By Santiago Martinez and Beth Yarzab
On January 26, 2022, canfitpro Staff and PRO TRAINERS were fortunate to learn from three Indigenous Leaders at a webinar about fitness experiences in their communities. The education was part of canfitpro’s commitment to Diversity, Equity and Inclusion, with the objective of building awareness of what fitness means for Indigenous People as it relates to health, culture, and connection.
Featuring a panel of canfitpro members from multiple First Nations we heard compelling stories and absorbed important education regarding Indigenous Ways of Knowing. This session was important to building awareness about the unique needs Indigenous communities have when accessing fitness opportunities.

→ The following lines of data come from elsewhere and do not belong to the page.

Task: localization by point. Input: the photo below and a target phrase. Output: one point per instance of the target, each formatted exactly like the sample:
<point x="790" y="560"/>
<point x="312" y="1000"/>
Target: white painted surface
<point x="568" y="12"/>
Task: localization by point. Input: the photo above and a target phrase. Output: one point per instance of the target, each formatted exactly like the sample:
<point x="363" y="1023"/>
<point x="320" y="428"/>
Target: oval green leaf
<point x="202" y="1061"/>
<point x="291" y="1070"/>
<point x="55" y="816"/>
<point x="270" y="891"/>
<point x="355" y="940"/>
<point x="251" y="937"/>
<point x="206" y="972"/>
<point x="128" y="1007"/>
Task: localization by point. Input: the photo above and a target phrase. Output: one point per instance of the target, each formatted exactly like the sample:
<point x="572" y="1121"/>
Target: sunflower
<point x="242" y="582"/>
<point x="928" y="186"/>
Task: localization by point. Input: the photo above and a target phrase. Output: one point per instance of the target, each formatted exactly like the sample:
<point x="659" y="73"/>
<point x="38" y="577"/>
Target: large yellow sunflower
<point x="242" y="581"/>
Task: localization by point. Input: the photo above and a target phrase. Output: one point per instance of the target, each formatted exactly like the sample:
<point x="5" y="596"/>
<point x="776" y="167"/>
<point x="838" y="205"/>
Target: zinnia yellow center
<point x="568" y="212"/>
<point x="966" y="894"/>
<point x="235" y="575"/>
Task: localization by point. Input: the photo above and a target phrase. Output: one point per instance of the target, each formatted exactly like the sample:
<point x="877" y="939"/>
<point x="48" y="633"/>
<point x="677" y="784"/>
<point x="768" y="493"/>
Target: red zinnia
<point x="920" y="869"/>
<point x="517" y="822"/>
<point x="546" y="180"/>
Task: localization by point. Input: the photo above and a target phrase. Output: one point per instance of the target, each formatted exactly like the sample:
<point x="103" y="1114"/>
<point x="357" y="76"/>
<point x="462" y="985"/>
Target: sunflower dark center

Below you will find the bios of our inspiring panelists, as well as a summary of the discussion held during this webinar.
Meet the Panelists
Natalie Paavola is from Namaygoosisagagun First Nation, located within the Robinson Superior Treaty area. Namaygoosisagagun is a small remote First Nation located 275 km north of Thunder Bay, ON – with limited accessibility, in the heart of the boreal forest.
Natalie achieved a degree in Indigenous Learning from Lakehead University, and has numerous credentials from Leadership Thunder Bay, Rotman School of Management, and York University.
She also holds a First Nations Health Manager designation and is currently employed as a Director of Health.
Natalie is an avid outdoors enthusiast and athlete, completing numerous Spartan and Ragnar races, and leading women’s soccer and baseball teams. She is a canfitpro Fitness Instructor Specialist, and successfully pursued the Spartan SGX and Agatsu Kettlebell Level 1 Certification within the last couple of years.
Connect with Natalie on Instagram: @NatPaav:
Jesse Benjamin is a mother of four, a Personal Trainer, a Veterinarian, a Mi’kmaq artisan, a fancy shawl dancer, and the founder of Two Eyed Wellness. Her mission is to inspire other Indigenous people to reclaim their own health and wellness: to become strong in mind, body, and spirit. She integrates her own Indigenous worldview and culture into all her education offerings, programs, and workshops. Jesse is in Mi’kma’ki, Nova Scotia and is a canfitpro PRO TRAINER who teaches the PTS program.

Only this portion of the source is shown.